“I’m 76 years old, but with the energy of 30 and the libido of 20.” This is how ex-president Luiz Inácio Lula da Silva defines himself, who this Saturday presented his candidacy for the Presidency of Brazil, after five years in the firing squad for suspicions of corruption today filed.
The popular progressive leader, favorite for the elections on October 2, said that he wants to return to the Planalto Palace, seat of government, to “reconquer democracy and recover sovereignty”, “attacked” and “threatened” by the Government of Jair Bolsonaro.
“We are the government of hope,” said the former president at an event in the city of Sao Paulo, where he also presented the “Let’s Go Together for Brazil” coalition, to which practically all the political parties of the left spectrum have joined. .
Lula, provided with a pragmatic character and a jovial style, will dispute his sixth presidential elections hand in hand with the Workers’ Party (PT), which he himself founded in 1980 and has continued to direct since then without anyone overshadowing him.
He has between eyebrows and eyebrows to defeat the extreme right embodied by Bolsonaro, his greatest political adversary, and “rebuild” the country by placing the “poor in the budgets” of the State.

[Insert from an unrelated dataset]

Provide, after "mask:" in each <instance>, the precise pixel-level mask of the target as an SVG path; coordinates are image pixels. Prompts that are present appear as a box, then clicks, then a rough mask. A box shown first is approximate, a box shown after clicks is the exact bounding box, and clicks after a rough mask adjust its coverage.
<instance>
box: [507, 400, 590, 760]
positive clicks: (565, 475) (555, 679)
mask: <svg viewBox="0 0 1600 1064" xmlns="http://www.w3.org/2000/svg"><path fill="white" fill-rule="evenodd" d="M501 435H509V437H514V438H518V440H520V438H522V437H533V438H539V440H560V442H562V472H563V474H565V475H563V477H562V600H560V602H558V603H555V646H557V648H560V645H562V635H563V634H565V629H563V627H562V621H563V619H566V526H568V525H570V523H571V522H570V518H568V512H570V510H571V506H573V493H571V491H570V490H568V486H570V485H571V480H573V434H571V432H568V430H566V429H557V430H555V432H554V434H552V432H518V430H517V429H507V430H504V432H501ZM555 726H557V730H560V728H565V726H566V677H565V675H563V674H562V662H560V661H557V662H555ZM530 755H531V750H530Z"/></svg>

To achieve this, he intends to awaken in the electorate the memory of his two terms in office, in which he boosted the economy with extraordinary growth and lifted 30 million Brazilians out of poverty. When he handed over the Presidency, his popularity was 87%.
UNEXPECTED TURNS
However, a few years ago it was difficult to imagine the return to the political arena of the former mechanical turner, who has gone from the greatest political ostracism, which includes 580 days in prison between April 2018 and November 2019, to being the electoral hope against the far right.
Suspicion against him has multiplied since the now-defunct Lava Jato operation appeared on the scene, which, starting in 2014, uncovered a vast network of corruption in the oil company Petrobras, the crown jewel among the country’s state-owned companies.
From there, the prosecutors put him in their sights, with the opening of a string of court cases that ended up in the hands of then-magistrate Sergio Moro, who convicted him and ordered his entry into prison.
During his imprisonment, in the southern Curitiba, he saw how the electoral authorities vetoed his presidential candidacy for the 2018 elections, which Bolsonaro won; he received a second conviction for corruption and lost a 7-year-old grandson to meningitis.
Lula always denied the accusations and claimed to be the victim of “judicial persecution.”
On March 8, 2021, his luck would change. That day a Supreme Court judge annulled the two prison sentences against the former head of state, which allowed him to recover his political rights and opened the doors to his presidential career in 2022.
From then on, the courts began to rule in his favor, shelving the investigations with the same speed with which they were opened.
THE ORIGIN OF THE WORKERS’ PRESIDENT
Born on October 27, 1945, in the arid town of Caetés, Pernambuco state, in northeastern Brazil, he lived in poverty during the first years of his life.
The seventh son of Aristides Inácio da Silva and Eurídice Ferreira de Melo, Lula was born in a house without electricity or sewage.
He grew up with his mother but only met his father until he was 7 years old, an illiterate and alcoholic peasant who emigrated to the state of Sao Paulo weeks before he was born.
His precarious situation did not prevent him from becoming the first in the family with a professional training title, that of a mechanical turner.
Over time, he plunged into the union world in the metropolitan region of São Paulo, from where he led a combative labor movement that organized historic demonstrations in the midst of the military dictatorship (1964-1985).
Then he would make the leap to politics. He was a federal deputy and a presidential candidate in 1989, 1994, 1998, 2002 and 2006. He only won the last two. In October he will try again.